An application of maximum likelihood and generalized estimating equations to the analysis of ordinal data from a longitudinal study with cases missing at random.

作者信息

Kenward M G, Lesaffre E, Molenberghs G

机构信息

Statistics Department, IACR Rothamsted, Harpenden, Herts, United Kingdom.

出版信息

Biometrics. 1994 Dec;50(4):945-53.

PMID:7787007
Abstract

Data are analysed from a longitudinal psychiatric study in which there are no dropouts that do not occur completely at random. A marginal proportional odds model is fitted that relates the response (severity of side effects) to various covariates. Two methods of estimation are used: generalized estimating equations (GEE) and maximum likelihood (ML). Both the complete set of data and the data from only those subjects completing the study are analysed.

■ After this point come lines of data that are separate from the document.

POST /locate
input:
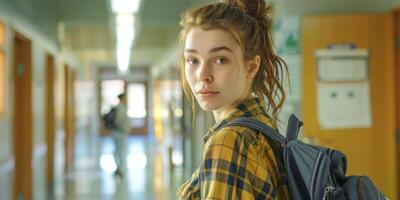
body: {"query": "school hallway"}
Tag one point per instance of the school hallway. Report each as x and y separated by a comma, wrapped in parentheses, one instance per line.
(148, 176)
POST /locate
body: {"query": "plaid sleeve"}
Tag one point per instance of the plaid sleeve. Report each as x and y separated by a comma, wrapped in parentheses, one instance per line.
(231, 170)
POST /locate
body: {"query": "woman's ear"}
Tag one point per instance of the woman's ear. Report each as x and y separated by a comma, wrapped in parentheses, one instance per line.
(253, 66)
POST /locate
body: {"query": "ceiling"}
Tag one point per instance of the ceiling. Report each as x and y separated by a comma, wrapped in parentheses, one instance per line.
(86, 28)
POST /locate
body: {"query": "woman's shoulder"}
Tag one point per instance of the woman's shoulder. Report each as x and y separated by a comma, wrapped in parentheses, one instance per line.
(235, 135)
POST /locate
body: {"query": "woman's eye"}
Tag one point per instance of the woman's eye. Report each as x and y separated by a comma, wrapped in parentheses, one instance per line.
(191, 61)
(220, 60)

For the completers-only data, the GEE and ML analyses produce very similar results. These results differ considerably from those obtained from the analyses of the full data set. There are also marked differences between the results obtained from the GEE and ML analysis of the full data set. The occurrence of such differences is consistent with the presence of a non-completely-random dropout process and it can be concluded in this example that both the analyses of the completers only and the GEE analysis of the full data set produce misleading conclusions about the relationships between the response and covariates.

摘要

对一项纵向精神病学研究的数据进行了分析,该研究中不存在非完全随机发生的失访情况。拟合了一个边际比例优势模型,该模型将反应(副作用严重程度)与各种协变量联系起来。使用了两种估计方法:广义估计方程(GEE)和最大似然估计(ML)。对完整数据集以及仅来自完成研究的那些受试者的数据进行了分析。对于仅完成者的数据,GEE和ML分析产生非常相似的结果。这些结果与从完整数据集分析中获得的结果有很大差异。完整数据集的GEE和ML分析结果之间也存在显著差异。这种差异的出现与存在非完全随机的失访过程是一致的,并且在这个例子中可以得出结论,仅对完成者的分析和完整数据集的GEE分析都会对反应与协变量之间的关系产生误导性结论。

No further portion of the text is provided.